Une femme amplifiée, hyper-sexualisée, aux formes hypertrophiées, à en devenir étouffantes…
Corps de femme aux « charmes abondants », « nature à la chair généreuse, dessinée pour des siestes mouvementées » (Christian Montaignac) [12].
Soit relever le défi, en se montrant capable d’autant d’amour, en faisant preuve d’un élan vital tout aussi puissant.
Car ce que fuit, l’homme « diminué », le timoré ou coincé, le faiblard, c’est bien le rapport sexuel, la passion charnelle, l’accouplement fécondant. Incapable d’y faire face, dans l'impossibilité d'apporter une réponse à la hauteur du désir qui s’avance.

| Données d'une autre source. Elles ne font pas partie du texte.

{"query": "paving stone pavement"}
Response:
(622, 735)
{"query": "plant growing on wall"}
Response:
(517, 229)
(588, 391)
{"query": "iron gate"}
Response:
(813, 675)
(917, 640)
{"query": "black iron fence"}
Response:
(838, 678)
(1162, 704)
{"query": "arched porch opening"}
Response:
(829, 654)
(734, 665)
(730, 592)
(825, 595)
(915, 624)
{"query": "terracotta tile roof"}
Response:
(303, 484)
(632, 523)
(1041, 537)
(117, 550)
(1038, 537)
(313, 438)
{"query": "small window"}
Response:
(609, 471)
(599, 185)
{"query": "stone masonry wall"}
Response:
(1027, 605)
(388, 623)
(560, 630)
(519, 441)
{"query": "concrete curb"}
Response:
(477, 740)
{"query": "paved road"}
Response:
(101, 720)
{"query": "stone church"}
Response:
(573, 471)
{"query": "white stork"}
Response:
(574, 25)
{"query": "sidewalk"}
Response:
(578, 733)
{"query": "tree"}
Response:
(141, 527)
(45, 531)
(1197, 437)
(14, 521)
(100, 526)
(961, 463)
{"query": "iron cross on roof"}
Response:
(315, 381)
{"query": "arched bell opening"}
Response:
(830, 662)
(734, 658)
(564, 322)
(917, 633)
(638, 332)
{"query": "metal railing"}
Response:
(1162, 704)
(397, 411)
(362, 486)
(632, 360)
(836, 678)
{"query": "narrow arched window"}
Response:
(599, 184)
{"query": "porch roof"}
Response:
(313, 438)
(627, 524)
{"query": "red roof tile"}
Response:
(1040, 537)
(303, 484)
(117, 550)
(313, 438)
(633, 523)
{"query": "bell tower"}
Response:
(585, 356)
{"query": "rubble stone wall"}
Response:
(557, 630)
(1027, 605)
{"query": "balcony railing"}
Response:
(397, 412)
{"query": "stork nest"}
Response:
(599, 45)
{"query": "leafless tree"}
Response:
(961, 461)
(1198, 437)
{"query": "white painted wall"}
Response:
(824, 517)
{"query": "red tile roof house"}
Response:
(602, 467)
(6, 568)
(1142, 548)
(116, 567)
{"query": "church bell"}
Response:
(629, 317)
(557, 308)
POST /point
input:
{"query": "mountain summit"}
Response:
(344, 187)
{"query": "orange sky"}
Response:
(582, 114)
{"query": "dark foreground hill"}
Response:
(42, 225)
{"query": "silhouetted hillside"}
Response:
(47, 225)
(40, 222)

En tous cas, le volant et ces seins hospitaliers, restent pour lui inaccessibles, malgré ses efforts pour se grandir… (tout comme le sont les revues pour adultes, toujours placées sur les plus hauts rayonnages).

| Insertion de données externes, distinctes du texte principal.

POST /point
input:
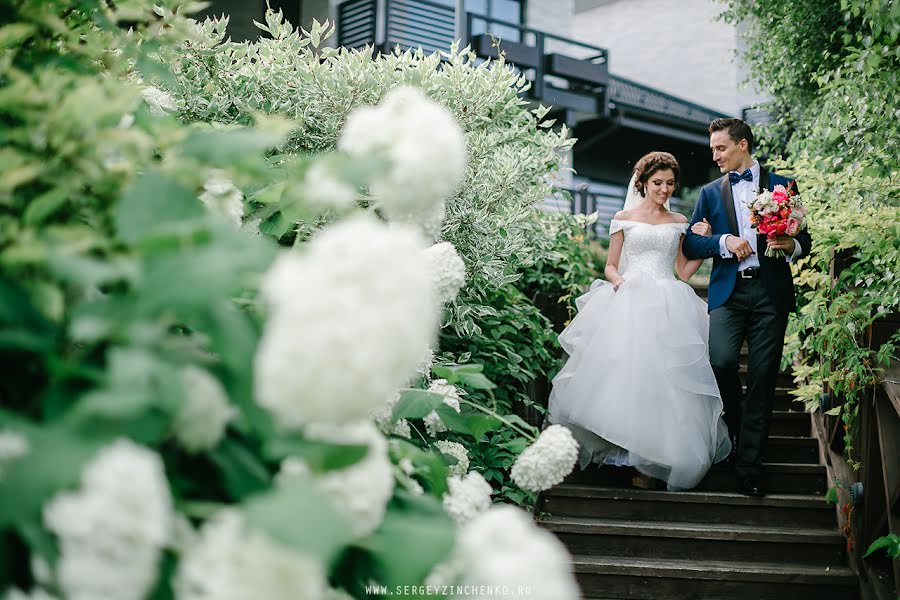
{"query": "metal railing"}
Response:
(584, 197)
(564, 73)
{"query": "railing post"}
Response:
(381, 17)
(539, 69)
(461, 23)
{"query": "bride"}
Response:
(638, 388)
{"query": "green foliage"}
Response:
(834, 71)
(289, 74)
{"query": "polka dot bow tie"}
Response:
(734, 177)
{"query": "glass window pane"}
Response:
(477, 6)
(507, 10)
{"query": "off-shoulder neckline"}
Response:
(651, 224)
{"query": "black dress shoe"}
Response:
(748, 487)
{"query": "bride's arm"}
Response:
(616, 241)
(686, 268)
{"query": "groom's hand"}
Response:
(702, 228)
(782, 242)
(738, 246)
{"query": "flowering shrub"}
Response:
(187, 405)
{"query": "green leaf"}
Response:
(416, 534)
(469, 376)
(14, 34)
(415, 404)
(299, 517)
(474, 425)
(890, 542)
(224, 147)
(241, 470)
(155, 203)
(319, 455)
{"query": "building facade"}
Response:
(627, 76)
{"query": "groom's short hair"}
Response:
(737, 130)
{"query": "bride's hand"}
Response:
(702, 228)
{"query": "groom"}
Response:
(750, 294)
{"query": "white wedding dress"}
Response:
(638, 388)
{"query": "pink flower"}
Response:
(793, 226)
(779, 194)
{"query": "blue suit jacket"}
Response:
(716, 205)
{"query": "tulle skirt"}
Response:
(638, 388)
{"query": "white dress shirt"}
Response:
(743, 193)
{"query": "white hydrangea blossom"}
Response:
(349, 321)
(384, 419)
(111, 531)
(201, 420)
(448, 271)
(467, 496)
(323, 190)
(547, 461)
(360, 491)
(231, 561)
(426, 147)
(160, 103)
(13, 445)
(221, 196)
(501, 553)
(34, 594)
(433, 423)
(457, 451)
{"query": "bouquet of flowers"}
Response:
(779, 212)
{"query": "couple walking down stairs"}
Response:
(711, 542)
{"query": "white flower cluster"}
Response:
(34, 594)
(111, 531)
(230, 561)
(433, 423)
(13, 445)
(323, 190)
(502, 549)
(426, 147)
(457, 451)
(160, 103)
(384, 418)
(467, 496)
(448, 271)
(547, 461)
(360, 491)
(349, 321)
(201, 420)
(222, 197)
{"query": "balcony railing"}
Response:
(564, 73)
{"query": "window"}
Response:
(503, 10)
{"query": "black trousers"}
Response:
(747, 315)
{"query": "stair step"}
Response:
(635, 578)
(700, 541)
(705, 507)
(788, 449)
(785, 478)
(795, 424)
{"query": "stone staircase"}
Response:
(711, 542)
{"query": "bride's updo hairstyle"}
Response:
(650, 164)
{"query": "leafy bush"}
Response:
(834, 71)
(139, 458)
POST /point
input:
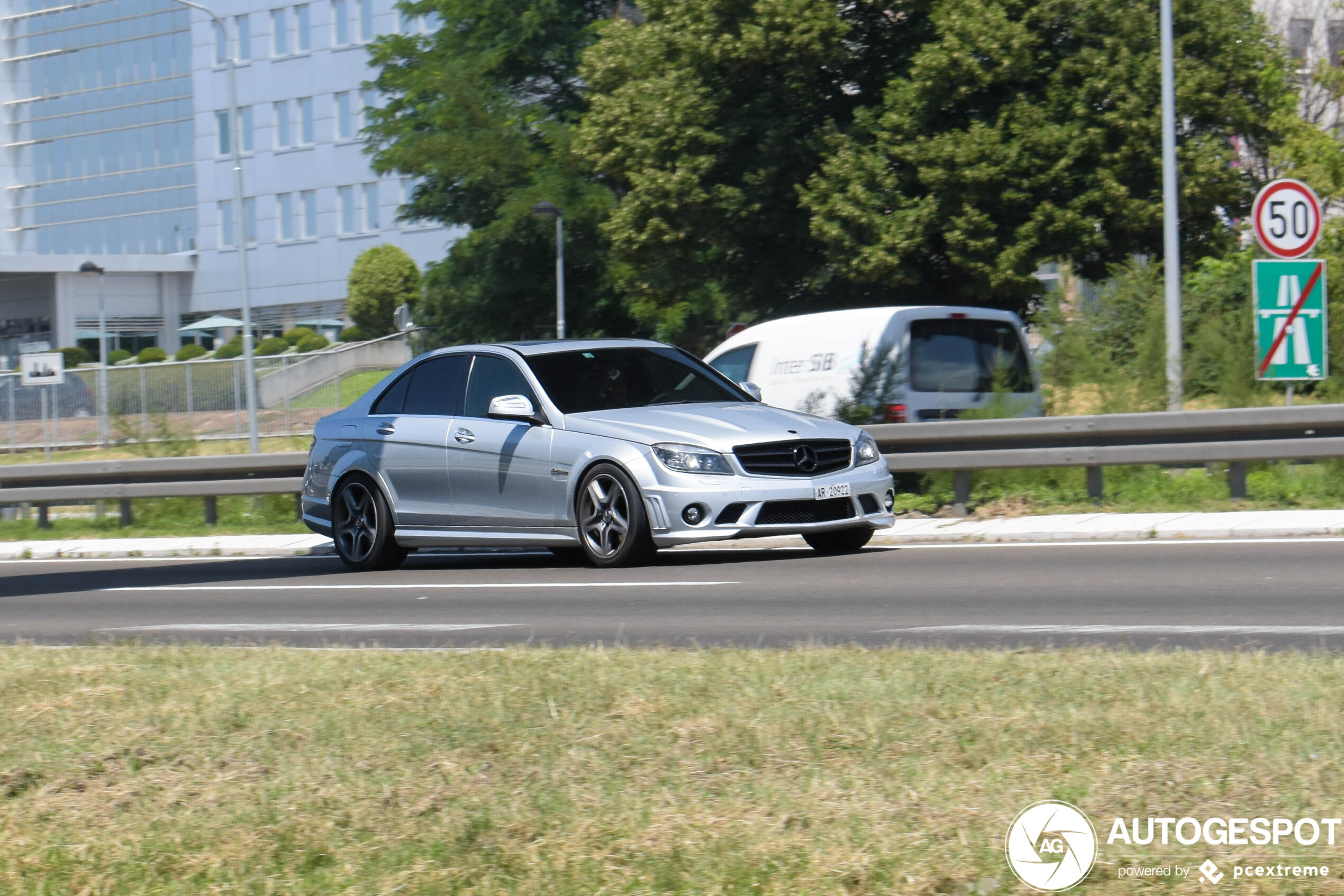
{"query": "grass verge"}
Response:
(193, 770)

La « poupée » aux seins gonflés et érectiles est une femme conquérante, fantasmatiquement insatiable, et dévorante. Ne trouve-t-on pas dans nombre de mythes et de légendes « des femmes d’une fascinante beauté qui attirent les hommes pour les manger avidement » ? [13]. Ne serait-elle pas l’imago (comme disent les psychanalystes) de la mère castratrice, réactivant « fantasme du démembrement » et de dévoration ?
N’a-t-elle pas chipé à l’enfant son petit volant ? Le dépossédant de son joujou préféré qui, face à ces protubérances, ne semble pas faire le poids… Un accessoire dont la « mère nourricière » s’est emparée et dont l’enfant ne sait si elle va le lui restituer, d’autant qu’il ne peut compter sur la vaillance de son père pour l’aider à le récupérer.
Ce père angoissé, qui se défile, n’a-t-il pas déjà perdu la partie (ses parties ? – le célibat imposé aux prêtres est une castration symbolique).
N’y-a-t-il pas dans cette image la mise en scène de l’angoisse de la disparition du pénis, un pénis-volant qui jusqu’à présent faisait corps avec l'enfant qui l’animait selon son bon plaisir. Objet désormais détaché, menacé d’engloutissement, d'absorption par cette gorge déployée ? N’est-il pas tombé dans un délicieux traquenard ? « Les seins sont toujours de dangereux coupe-gorge » ! [14]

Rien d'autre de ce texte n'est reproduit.